Published 26 May 2026 in astro-ph.EP and astro-ph.SR | (2605.27291v1)

Abstract: The population of short-period exo-Neptunes is thought to be shaped by an interplay between different dynamical mechanisms, such as orbital migration and tidal effects, and photoevaporation. We can gain insight into these processes by studying observables such as the stellar obliquity. Here we study the Rossiter-McLaughlin (RM) effect and measure the projected obliquity, $λ$, of the Neptunian ridge planet WASP-156 b. We analyse new ESPRESSO and MAROON-X spectroscopic transit observations, and new NGTS photometry simultaneous to the ESPRESSO data. Our analyses show an aligned orbit ($λ=-8\pm16\circ$, based on the ESPRESSO observations), in contrast to a previous report of a highly misaligned orbit. We also find the star's projected rotational velocity to be $v \sin i_\mathrm{\star}\leq2$ km/s from spectral line modelling and $v \sin i_\mathrm{\star}=0.40\pm0.11$ km/s from the RM modelling. This is lower than the previously reported value of $\sim4$ km/s, which could partly explain the previously derived polar orbit. We also update the system's orbital parameters and rule out Jupiter-mass companions within 5 au using long-term radial velocity data. The planet's aligned and circular orbit ($e<0.16$ at $3σ$), and lack of nearby massive companions, are consistent with in situ formation or early disc-driven migration. Our findings move WASP-156 b from a tentative cluster of close-in Neptunes in polar orbits to the group of aligned Neptunes.

Summary

  • The paper demonstrates that WASP-156 b’s orbit is well-aligned with its host star, directly refuting earlier polar orbit claims.
  • The study employs high-resolution spectroscopy (ESPRESSO and MAROON-X) and NGTS photometry to refine orbital and stellar parameters with improved data quality.
  • The work rules out significant massive companions and supports disk-driven migration or in situ formation as key formation processes for close-in Neptunes.

The Sky-Projected Obliquity of WASP-156 b: Aligned, Not Polar

Introduction and Scientific Context

The Neptunian ridge planet WASP-156 b occupies a key region in exoplanet demographics—situated between the "Neptunian desert" and "savanna," regimes defined by a complex interplay between migration, tidal dissipation, and photoevaporation. Understanding the dynamical history of close-in Neptunes requires precise characterization of both their system architecture and their orbital inclination with respect to the stellar spin axis (obliquity). WASP-156 b's previous status as a highly misaligned (potentially polar) orbit rendered it a crucial test case for hypotheses about obliquity bimodality and primordial misalignments in sub-Jovian populations. Figure 1

Figure 1: Orbital period vs. planet radius, highlighting WASP-156 b’s position near the Neptunian ridge and the boundaries of known period–radius features in close-in exoplanet distributions.

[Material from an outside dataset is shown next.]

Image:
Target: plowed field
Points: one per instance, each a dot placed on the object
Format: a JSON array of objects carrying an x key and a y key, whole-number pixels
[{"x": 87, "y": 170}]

This work applies high-resolution time-series spectroscopy from ESPRESSO and MAROON-X, new NGTS photometry simultaneous with transit monitoring, and an exhaustive reanalysis of photometric and radial velocity (RV) archives to update the system’s orbital and spin–orbit geometry parameters. The Rossiter–McLaughlin (RM) effect and "reloaded RM" analysis are leveraged to disentangle the spin–orbit architecture and measure the sky-projected obliquity λ\lambda. The resulting constraints directly refute earlier claims of a polar orbit and have implications for formation and migration models of close-in Neptunes.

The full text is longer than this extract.